I was once told by a very wise man on a completely unrelated topic, “Just because you CAN do something, it doesn’t mean you SHOULD do it”. Well, this may very well be one of those cases. The advent of ETFs, metals custodians and middle-men peddling their services on late night television has opened up opportunities for retirement accounts that didn’t exist previously. Before jumping head first into investing in gold at all, let alone, for the long-term, let’s think about some of the risks involved:
- Gold doesn’t pay a dividend or coupon – Stocks and bonds do. In fact, dividends are almost half the return of stocks over 20 years! Even if they decline in value, often times the market will set an artificial floor and buoy declines since the future cash flows have an intrinsic value to investors. Held long enough, vehicles with steady payouts like some of the few remaining AAA companies paying dividends and bonds will return to parity and dividend growers will give you capital appreciation as well! Gold will never grow because it’s not paying or increasing a dividend. It will only continue to go up in value in terms of your local currency as investors doubt the value of that currency, which may only be a 2010s phenomena. We just don’t know.
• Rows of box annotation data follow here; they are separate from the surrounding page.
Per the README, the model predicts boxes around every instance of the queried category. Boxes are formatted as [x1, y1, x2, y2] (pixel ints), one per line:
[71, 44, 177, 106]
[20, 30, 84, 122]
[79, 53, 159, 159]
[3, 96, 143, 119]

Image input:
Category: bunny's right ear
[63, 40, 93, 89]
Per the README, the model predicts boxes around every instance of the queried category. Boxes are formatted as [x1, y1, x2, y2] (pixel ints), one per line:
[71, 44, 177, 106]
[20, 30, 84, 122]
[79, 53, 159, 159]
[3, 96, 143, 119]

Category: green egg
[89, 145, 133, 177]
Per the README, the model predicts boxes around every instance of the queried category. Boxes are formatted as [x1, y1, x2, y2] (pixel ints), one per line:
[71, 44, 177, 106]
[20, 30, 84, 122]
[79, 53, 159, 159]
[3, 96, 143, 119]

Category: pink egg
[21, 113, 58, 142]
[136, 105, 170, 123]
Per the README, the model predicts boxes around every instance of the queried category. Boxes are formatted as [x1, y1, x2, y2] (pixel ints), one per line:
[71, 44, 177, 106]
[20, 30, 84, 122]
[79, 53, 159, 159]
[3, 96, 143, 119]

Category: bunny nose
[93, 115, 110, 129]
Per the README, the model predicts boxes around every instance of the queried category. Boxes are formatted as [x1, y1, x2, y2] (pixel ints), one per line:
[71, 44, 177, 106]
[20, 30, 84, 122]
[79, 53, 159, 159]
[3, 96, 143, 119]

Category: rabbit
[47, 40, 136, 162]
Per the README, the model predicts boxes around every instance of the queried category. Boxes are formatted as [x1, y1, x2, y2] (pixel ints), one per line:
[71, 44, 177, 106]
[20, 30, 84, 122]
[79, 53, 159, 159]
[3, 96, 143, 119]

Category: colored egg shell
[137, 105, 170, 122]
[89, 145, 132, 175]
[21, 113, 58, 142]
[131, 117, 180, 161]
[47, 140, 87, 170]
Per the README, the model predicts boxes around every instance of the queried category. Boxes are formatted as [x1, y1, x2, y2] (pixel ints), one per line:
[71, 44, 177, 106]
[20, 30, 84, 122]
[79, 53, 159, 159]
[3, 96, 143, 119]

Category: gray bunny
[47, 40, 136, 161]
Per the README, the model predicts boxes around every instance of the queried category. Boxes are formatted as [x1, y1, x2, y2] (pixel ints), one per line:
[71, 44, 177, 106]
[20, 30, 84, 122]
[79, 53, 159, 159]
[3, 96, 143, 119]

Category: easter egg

- This May Be a Bubble – It is completely plausible that you buy into gold now at $1350/oz and end up selling it 20 years from now at $1000/oz. Gold travels in very long secular trends and we may be at a peak or we may just be getting started. It’s tough to say, but it’s possible the market has gotten ahead of itself.
- Gold has Carrying Costs – Regardless of whether you’re holding bullion, paying a custodian to hold it, or you’re buying it through an ETF, it’s expensive to transport, store, protect and monitor significant stores of gold. Over decades, the additional fees associated with the storage and protection of gold could really add up, very much negating any benefits.
So, there you have it. If you’re insistent on owning gold in an IRA, there are some options for you. You can always buy gold in a traditional taxable manner, but make sure you understand the various gold tax rule since they vary depending on your investment vehicle.
Disclosure: Author holds GLD in a traditional trading account.